Featured Artist

Eva Beresin

Profile

Biography

Eva Beresin (b. 1955, Budapest, Hungary) grew up surrounded by an extensive collection of artworks and objects amassed by her father, an obsessive collector. This early exposure provided her with a rich visual vocabulary, further shaped by fragments of 1960s counterculture that filtered through the Iron Curtain. Combined with the realities of the Soviet system, these influences underpin Beresin’s distinctive practice, characterised by a grotesque humour rooted in melancholy.

She studied at the Academy of Fine Arts in Budapest before moving to Vienna in 1976. Over the past four decades, she has developed a practice centred on expressive figuration, working across media and exhibiting widely, including in independently produced, transdisciplinary projects in Vienna’s off-spaces in the early 2000s.

Since 2015, Beresin has been represented by Charim Galerie, Vienna, which that same year presented her largest project to date: an artistic interpretation of her mother’s diary, written after her liberation from Auschwitz. Engaged with only after her mother’s death, this body of work translates personal and historical memory into layered painterly narratives, reflecting on trauma and inherited history.

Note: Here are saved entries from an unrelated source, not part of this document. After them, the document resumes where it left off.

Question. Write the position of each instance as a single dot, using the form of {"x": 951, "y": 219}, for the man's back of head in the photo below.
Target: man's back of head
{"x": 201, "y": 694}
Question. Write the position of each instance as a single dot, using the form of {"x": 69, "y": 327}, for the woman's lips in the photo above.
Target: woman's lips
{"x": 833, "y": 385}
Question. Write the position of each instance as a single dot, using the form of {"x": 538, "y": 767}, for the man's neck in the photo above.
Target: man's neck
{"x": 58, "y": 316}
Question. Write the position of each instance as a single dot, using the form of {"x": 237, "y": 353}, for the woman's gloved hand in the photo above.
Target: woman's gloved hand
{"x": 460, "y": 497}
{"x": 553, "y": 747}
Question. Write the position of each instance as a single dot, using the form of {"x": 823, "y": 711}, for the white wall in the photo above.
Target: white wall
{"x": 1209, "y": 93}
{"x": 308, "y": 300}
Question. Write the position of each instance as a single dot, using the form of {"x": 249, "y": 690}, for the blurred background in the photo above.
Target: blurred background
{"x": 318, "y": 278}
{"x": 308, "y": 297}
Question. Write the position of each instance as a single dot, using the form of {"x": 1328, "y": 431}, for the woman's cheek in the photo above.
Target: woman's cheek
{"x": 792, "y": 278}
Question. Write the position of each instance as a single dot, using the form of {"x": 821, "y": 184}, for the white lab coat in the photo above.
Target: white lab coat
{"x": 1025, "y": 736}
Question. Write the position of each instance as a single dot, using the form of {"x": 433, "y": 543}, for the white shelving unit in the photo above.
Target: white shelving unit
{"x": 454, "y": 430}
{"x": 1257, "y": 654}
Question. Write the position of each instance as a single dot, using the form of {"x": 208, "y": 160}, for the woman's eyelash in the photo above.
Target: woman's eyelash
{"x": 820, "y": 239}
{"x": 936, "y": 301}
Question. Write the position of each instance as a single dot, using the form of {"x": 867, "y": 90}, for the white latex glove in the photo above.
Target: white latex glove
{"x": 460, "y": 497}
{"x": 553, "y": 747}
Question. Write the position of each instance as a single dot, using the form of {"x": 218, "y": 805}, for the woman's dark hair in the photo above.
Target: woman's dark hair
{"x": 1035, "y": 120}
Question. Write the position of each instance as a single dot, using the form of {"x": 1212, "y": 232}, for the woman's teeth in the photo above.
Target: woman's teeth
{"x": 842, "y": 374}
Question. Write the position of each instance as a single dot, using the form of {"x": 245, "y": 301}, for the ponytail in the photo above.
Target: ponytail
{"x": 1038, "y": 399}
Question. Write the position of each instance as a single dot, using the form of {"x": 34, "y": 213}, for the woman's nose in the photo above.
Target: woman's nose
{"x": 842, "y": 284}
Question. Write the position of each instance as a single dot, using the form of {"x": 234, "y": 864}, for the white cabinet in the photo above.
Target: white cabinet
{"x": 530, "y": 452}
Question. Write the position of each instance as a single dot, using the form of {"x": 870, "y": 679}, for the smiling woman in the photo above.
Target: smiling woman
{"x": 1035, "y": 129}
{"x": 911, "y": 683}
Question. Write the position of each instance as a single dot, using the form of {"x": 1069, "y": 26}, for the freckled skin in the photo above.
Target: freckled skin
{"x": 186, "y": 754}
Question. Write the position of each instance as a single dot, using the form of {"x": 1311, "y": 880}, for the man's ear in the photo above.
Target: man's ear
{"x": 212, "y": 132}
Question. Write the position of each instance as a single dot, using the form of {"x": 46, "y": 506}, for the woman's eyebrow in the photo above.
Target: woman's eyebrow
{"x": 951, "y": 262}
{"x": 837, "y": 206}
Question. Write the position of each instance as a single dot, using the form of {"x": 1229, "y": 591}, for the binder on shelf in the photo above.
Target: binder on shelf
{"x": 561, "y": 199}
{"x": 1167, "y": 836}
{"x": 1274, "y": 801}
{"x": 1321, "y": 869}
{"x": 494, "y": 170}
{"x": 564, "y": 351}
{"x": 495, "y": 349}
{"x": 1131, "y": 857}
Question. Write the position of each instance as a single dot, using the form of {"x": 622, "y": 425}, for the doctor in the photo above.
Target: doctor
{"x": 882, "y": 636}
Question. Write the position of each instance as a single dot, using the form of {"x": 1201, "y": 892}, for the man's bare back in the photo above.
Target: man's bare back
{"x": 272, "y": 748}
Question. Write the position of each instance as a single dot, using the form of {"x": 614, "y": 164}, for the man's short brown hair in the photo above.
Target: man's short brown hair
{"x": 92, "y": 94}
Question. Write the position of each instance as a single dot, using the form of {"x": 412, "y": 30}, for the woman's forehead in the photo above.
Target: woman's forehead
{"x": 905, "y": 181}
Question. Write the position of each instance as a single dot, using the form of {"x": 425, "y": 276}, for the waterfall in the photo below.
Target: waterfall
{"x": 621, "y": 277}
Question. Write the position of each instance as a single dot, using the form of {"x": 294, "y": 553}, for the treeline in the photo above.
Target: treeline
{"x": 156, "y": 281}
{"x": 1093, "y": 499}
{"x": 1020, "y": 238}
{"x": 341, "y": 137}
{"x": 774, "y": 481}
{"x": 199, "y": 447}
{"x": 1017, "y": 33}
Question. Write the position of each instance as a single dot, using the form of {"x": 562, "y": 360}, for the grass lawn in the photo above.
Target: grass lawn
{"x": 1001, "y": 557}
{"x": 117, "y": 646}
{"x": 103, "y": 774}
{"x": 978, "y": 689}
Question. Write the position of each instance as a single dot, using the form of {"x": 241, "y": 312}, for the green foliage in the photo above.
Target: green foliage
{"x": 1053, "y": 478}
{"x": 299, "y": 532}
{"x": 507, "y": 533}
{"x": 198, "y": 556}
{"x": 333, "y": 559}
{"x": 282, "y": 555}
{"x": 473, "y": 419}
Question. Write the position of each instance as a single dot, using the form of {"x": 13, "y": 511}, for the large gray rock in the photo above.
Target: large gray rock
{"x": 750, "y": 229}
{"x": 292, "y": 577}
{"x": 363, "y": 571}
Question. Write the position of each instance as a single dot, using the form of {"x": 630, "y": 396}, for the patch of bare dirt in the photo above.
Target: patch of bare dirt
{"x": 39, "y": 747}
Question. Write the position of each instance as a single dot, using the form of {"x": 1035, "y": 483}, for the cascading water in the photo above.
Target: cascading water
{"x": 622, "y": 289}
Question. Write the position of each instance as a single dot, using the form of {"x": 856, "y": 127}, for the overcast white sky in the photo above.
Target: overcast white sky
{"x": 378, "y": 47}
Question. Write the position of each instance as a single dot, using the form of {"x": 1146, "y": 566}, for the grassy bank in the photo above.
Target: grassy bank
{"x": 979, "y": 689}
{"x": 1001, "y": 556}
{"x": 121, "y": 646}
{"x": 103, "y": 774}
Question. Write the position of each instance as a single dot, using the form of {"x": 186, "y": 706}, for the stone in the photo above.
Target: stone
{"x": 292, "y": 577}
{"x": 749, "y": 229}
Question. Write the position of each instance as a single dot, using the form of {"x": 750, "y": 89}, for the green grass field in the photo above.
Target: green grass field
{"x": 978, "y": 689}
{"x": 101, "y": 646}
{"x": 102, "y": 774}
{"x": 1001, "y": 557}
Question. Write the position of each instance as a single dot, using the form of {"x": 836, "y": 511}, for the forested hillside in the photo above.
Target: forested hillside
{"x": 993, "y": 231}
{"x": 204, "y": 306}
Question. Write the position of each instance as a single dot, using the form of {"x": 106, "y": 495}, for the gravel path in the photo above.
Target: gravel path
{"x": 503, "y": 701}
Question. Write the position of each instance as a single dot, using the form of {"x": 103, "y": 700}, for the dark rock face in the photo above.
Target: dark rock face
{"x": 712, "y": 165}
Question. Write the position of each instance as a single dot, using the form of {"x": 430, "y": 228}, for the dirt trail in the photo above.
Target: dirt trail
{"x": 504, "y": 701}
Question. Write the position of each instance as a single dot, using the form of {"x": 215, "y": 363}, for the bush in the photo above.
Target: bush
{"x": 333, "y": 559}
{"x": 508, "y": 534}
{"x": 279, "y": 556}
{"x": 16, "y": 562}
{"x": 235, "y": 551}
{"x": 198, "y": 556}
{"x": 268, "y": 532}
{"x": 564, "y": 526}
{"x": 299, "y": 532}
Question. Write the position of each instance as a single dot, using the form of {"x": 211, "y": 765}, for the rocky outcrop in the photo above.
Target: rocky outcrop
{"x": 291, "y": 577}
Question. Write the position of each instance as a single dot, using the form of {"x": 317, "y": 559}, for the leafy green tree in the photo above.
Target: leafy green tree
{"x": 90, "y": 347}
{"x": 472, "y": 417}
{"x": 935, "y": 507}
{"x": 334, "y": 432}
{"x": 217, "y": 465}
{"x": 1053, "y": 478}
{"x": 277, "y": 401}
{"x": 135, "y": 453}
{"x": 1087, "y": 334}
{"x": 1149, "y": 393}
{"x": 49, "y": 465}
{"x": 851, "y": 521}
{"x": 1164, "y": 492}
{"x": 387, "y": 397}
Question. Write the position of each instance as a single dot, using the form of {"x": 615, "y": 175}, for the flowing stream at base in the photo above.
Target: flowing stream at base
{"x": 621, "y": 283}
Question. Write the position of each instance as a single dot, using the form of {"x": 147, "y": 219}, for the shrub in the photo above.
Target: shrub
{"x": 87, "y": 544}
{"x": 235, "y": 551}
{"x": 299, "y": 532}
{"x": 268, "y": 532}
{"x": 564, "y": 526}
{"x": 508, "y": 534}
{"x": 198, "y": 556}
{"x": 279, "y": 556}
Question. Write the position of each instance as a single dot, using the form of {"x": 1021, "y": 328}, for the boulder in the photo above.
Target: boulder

Beresin is also the author of Ninety-Eight Pages (Verlag für moderne Kunst). In more recent works, particularly since 2019, she paints in oil directly onto vintage fashion magazines, exploring her own body and self-perception. By placing herself—virtually—within the historical context of Auschwitz, she seeks to retrace her family’s past and initiate an imagined dialogue with those she never met. Her practice continues to embrace vulnerability with increasing openness, balancing discomfort with a deeply personal sense of resilience.